Jesús describe la escena de dos oponentes que van de camino hacia el tribunal; y les dice que aclaren y arreglen las cosas antes de llegar al tribunal; porque, si no lo hacen, y la ley sigue su curso, habrá todavía peores consecuencias por lo menos para uno de ellos en días sucesivos. La escena de los dos oponentes que van juntos de camino al tribunal nos parece muy extraña, y hasta más bien improbable. Pero en el mundo antiguo sucedía a menudo.
En la ley griega había un proceso de detención que se llamaba apagógué que quiere decir arresto sumarísimo. En él el demandante mismo arrestaba al ofensor.: Le cogía por el cuello de la ropa y se lo sujetaba de tal manera que, si se resistía, se podía estrangular a sí mismo. Ya se supone que los casos en que ese arresto era legal eran muy pocos y había que coger al malhechor con las manos en la masa.
Los crímenes por los que se podía arrestar sumariamente a una persona como se ha descrito eran el robo, el robo de ropa (los ladrones de ropa eran la maldición de los baños públicos en la antigua Grecia), robar carteras, asaltar casas y secuestrar (el secuestro de esclavos especialmente dotados y habilidosos era muy corriente). Además, se podía arrestar sumariamente a alguien cuando se le descubría ejerciendo los derechos de ciudadanía cuando se le había desposeído de ellos, o si volvía a su estado o ciudad de los que había sido exiliado. En vista de esta costumbre no era raro ver a un demandante y a un ofensor juntos de camino al tribunal en una ciudad griega.

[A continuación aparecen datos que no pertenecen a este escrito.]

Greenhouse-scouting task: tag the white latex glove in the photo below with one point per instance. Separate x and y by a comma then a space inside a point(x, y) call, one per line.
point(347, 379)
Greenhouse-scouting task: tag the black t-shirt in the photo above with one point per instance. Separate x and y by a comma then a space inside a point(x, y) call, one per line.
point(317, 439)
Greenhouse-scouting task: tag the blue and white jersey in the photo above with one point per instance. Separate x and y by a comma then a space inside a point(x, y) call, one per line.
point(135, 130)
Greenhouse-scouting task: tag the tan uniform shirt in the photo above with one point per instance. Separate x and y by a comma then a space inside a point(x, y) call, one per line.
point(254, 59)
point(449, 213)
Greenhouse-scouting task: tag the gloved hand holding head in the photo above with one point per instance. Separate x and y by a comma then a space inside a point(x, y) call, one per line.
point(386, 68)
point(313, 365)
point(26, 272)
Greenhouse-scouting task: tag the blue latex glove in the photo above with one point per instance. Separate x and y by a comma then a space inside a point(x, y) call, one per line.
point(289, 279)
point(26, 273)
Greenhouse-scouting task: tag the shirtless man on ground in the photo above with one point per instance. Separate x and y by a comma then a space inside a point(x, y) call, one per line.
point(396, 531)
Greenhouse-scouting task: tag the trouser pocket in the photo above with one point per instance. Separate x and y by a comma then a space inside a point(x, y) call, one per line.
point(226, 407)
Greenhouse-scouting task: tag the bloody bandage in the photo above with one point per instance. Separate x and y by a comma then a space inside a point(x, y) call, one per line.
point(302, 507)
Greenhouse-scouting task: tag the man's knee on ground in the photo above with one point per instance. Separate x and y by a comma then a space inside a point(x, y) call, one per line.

Está claro que es mucho más probable que Jesús estuviera pensando en términos de la ley judía; pero esta situación no era ni mucho menos imposible bajo la ley judía. Este era obviamente un caso de deuda; porque, si no se hacían las paces, habría que pagar hasta la última peseta. Casos semejantes se saldaban en los tribunales locales de ancianos. Se les fijaba una fecha en que el demandante y el ofensor tenían que presentarse juntos; en cualquier pueblo y aldea sería probable que se encontraran de camino al tribunal. Cuando se declaraba culpable a una persona, se la entregaba al oficial de la corte. Mateo llama a éste el hyperétés; Lucas le llama, en su versión de este dicho, con el término más corriente praktór (Lucas 12:58s). El deber del oficial del tribunal era asegurarse de que la deuda se pagaba debidamente y, en caso contrario, tenía autoridad para meter en la cárcel al ofensor hasta que la pagara. Esta es la situación que Jesús estaba considerando. El consejo de Jesús puede querer decir una de dos cosas.
(i) Puede que sea una muestra del consejo más práctico. Una y otra vez confirma la experiencia de la vida que, si una pelea, o desavenencia, o disputa no se resuelve inmediatamente, puede seguir generando peores y peores dificultades con el tiempo. La amargura engendra amargura. Ha sucedido a menudo que una pelea entre dos personas se ha transmitido a sus familias, y la han heredado generaciones futuras, y ha acabado por dividir una iglesia o una sociedad en dos.